Three is a very important number in both big and little ways, running throughout our history and culture. We have the three little pigs who outwit the wicked wolf, the three ships of Christopher Columbus, the three ghosts that appear to Scrooge, the Three Wise Men, Musketeers and Stooges, and the three books that comprise the Lord of the Rings trilogy. On a spiritual level, in my faith, Catholicism, the Trinity is of central and utmost importance. In a deeply human sense, the addition of a child to a couple – “baby makes three” – creates a new form of family and fulfillment.
Yet there are less amusing and less empowering aspects associated with the number three.

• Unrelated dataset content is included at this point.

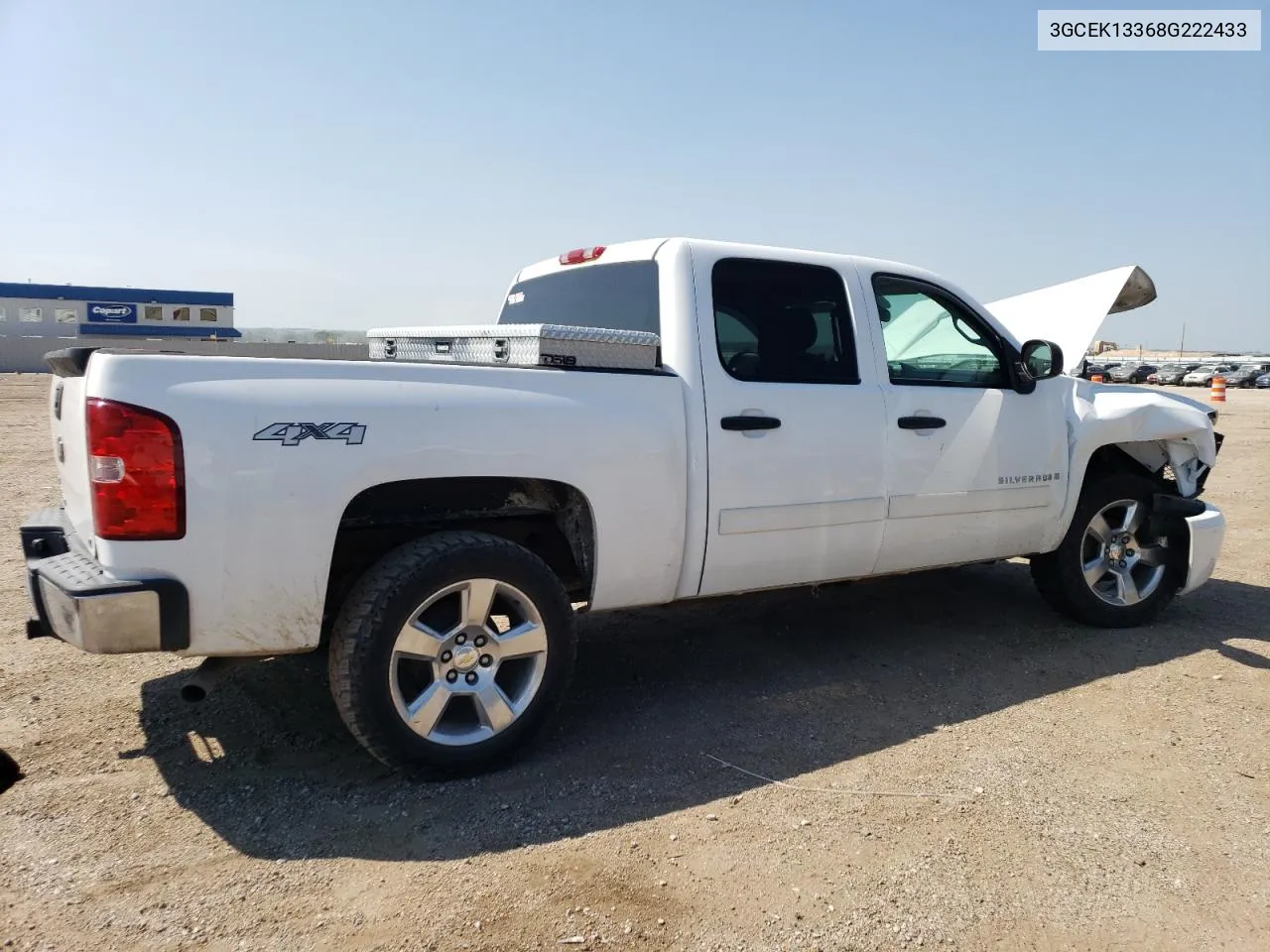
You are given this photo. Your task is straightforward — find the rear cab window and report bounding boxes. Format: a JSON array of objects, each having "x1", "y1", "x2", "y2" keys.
[
  {"x1": 711, "y1": 258, "x2": 860, "y2": 384},
  {"x1": 498, "y1": 260, "x2": 661, "y2": 334}
]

It is often said that when three children play together, two of them inevitably seem to bond, and the third feels left out. We have expressions for when a person feels that he or she is not needed or wanted – “three’s a crowd” and “a third wheel.” No one wants to feel like a third wheel – it’s very disempowering and just downright uncomfortable.
I experienced this discomfort myself while on a trip to India last year. I went with my friend Jack Newton, the owner of the fishing camp in Canada that we go to every summer. He is a lifelong devoted fisherman, so when we planned the trip, we knew it had to include fishing. On the trip, we spent three days in the north of India, fishing in the cold clear rivers that run down from the Himalayas. There lives a fabled fish, the golden mahseer. Rudyard Kipling wrote of the beauty, strength and tenacity of the mahseer.
We had an Indian guide, experienced in fishing for the mahseer, to help us. He and Jack immediately hit it off, as two experienced fisherman. Now I like fishing, but I don’t do it often and am a real amateur. So I began to feel left out, as though I wasn’t good enough. Those old feelings of insecurity and inadequacy that seem to lurk just below the surface emerged. I felt that I was the third wheel.
I think that Jack sensed this, and he and the guide took particular pains to make sure that I caught a mahseer.And I did catch a mahseer; not a big one, but it was every bit as beautiful and tenacious as Kipling said it was.
Afterward, I reflected on the experience. I recalled something I heard a wise person share with an audience years ago. He said that he, like everyone else, experienced feelings of fear, guilt, anger and self-doubt. “But,” he said, “I don’t water them.” I learned from him that it is not very productive to brood about something, which only makes it worse. So I didn’t wallow in my feelings of being left out, and ended up having a fine time fishing in India.
In the wonderfully wise piece of writing, the Desiderata, the author says, “If you compare yourself with others, you may become vain or bitter, for always there will be greater and lesser persons than yourself.”
I understand the wisdom of that advice. It’s a sort of cheap win to look at those who can do less than you can do, and feel proud and superior. And it sure is not very productive to look at those who excel at something and then to discount oneself for not being as good as they are.
I came to see that there are fishermen who are better than me, and fishermen who are worse. It doesn’t help to compare myself to either group. I guess I just have to strive to be the best fisherman – and person – that I can be.